In the ten years since we launched www.FRSDevelopment.com we have had plenty of questions, and some which crop up again and again. Here are the top 7 most frequently asked:
7. How can someone with less experience get the job they want when someone with years of experience can be unsuccessful?
Length of time in a job doesn’t automatically lead to proficiency. In fact, sometimes it can lead to something called unconscious incompetence i.e. you feel like you can do the work in your sleep, but actually your standards have slipped and you aren’t doing it that well any more. Someone with less experience can still have a lot to offer, even if they also have a lot to learn. Its important not to generalise; assessment processes are in place to assess everyone equally and see what they have to offer when compared with what the Service needs.
6. Why was my application to be a firefighter rejected when I already work on-call (retained)?
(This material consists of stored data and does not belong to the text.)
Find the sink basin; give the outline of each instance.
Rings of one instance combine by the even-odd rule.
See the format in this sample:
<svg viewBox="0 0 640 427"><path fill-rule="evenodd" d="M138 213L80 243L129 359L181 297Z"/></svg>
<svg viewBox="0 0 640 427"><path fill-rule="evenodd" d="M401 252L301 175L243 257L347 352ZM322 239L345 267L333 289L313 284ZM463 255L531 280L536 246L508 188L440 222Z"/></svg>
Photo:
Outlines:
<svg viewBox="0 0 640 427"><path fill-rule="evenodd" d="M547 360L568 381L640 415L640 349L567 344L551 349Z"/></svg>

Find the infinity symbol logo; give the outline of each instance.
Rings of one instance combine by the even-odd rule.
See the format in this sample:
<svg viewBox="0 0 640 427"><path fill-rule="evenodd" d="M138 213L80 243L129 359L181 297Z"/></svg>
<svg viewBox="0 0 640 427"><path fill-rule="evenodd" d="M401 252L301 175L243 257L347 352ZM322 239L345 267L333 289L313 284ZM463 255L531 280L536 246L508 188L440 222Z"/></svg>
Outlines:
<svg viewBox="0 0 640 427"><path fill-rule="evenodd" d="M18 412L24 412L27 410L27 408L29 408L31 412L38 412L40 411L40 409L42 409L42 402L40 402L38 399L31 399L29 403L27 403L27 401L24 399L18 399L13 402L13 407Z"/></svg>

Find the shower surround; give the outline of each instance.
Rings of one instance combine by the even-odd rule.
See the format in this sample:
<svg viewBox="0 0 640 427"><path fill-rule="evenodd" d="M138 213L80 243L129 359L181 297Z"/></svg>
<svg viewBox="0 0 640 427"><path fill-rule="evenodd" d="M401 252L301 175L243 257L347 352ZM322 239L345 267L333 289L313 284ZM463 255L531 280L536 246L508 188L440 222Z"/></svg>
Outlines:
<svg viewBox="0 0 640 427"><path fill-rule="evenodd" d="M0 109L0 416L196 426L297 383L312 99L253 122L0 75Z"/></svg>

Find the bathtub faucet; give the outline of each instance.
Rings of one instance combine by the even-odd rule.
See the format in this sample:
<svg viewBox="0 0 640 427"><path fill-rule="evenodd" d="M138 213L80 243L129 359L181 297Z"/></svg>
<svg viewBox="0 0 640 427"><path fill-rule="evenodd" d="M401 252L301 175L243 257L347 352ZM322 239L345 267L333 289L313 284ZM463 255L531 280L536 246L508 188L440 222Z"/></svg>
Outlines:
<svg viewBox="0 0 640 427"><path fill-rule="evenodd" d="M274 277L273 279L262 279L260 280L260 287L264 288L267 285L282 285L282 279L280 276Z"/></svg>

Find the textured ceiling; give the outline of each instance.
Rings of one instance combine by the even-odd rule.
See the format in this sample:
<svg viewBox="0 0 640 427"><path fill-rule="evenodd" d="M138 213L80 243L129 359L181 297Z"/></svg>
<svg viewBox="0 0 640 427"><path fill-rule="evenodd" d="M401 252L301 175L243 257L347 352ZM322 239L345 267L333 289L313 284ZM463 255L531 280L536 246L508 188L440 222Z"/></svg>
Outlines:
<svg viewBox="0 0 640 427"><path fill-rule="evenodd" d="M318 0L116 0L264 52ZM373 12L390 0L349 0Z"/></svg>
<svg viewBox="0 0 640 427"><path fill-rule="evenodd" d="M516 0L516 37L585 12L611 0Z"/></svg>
The application process for a wholetime role relies on how well you provide evidence of your suitability for the job. If you have to complete an application form you have to describe your personal skills, in relation to your experience, in a clear and compelling way. Not everyone is very good at getting across in writing what they are capable of. Some FRS are now using online ability tests instead of an application form as the first stage. This might suit you better if you haven’t been successful with an application form.
5. Why can’t performance at the ADC (assessment and development centre) be video recorded?
Mainly due to lack of facilities. It could also lead to a massive strain on resources if everyone who was unhappy with a result asked to review the video of the session. Comprehensive note-taking is the next best option (it’s a lot quicker to review verbatim notes than re-watch a 20-minute roleplay).
4. What has an airport got to do with my ability to become a crew manager?
In the past, assessments such as roleplays or in-basket exercises were mainly set in a fictitious context, as this was felt to be fairer to everyone i.e. all candidates entered on a level playing field (none of them knowing what it was all about!) One of the first contexts used was set in an airport, with the candidate having to take the role of an airport manager. It wasn’t that popular. Now, FRS which use these types of exercises tend to use FRS context scenarios. Its still fictitious, and the exercise writers can still make sure the exercise are fair to all. But they tend to be better received as the situation in familiar and tasks make more sense.
3. Why isn’t my line manager’s recommendation good enough when it comes to promotion?
Not everyone gets on with their line manager. Not everyone’s line manager is that great themselves. Not all line managers have been trained in impartial and evidence-based appraisal techniques. It can be difficult to line managers to identify if the person in their Watch who is fantastic at their current job would be good at the next role up. Not everyone values the same sort of behaviours, so who was being recommended for promotion could vary considerably. For instance, one line manager might rate a highly authoritarian personal style whereas another would disagree. Standardised, scientific methods of assessment are more objective, consistent and fair.
2. What’s the point of the Personal skills and attributes (PQAs)/ competencies/ values
Most of us have horror stories about bosses who play favourites or discriminate unfairly; who are unclear or inconsistent in their communication or blame others for their mistakes; who belittle the team rather than support it or build its confidence; who refuse to give responsibility or who make their staff feel under-valued and unrecognised; whose emotions are unpredictable or their reasoning impractical. The impacts of these sorts of behaviours can be stress, absenteeism, poor morale, ineffective team functioning, a negative team culture… the list goes on. Good personal skills mean good managers, the sort of bosses we are happy to work with and who get the best out of us. The competencies/ PQAs/ Values are used to see how well candidates match up. If you demonstrate the skills listed in these frameworks, chances are you have a lot of the skills associated with a good manager.
1. How can competencies/ PQAs/ ‘soft’ skills be more important than operational capability?
There is no denying how important good operational skills are. But what is often overlooked is how important the personal skills are as well. It won’t matter how well you can apply your knowledge of procedures and technical skills at an incident if you have poor communication, team-working, confidence, attitudes or critical thinking. It’s the right mix of operational and personal skills which is crucial. Some assessments for promotion focus on the softer skills because by the time you are ready to apply for promotion you will likely have the correct level of technical capability. But how well you will be able to manage a team and lead complex situations may be less clear. That said, some FRS are now returning to a timed/ controlled operational assessment as part of the overall assessment process for promotion, to ensure nothing is overlooked.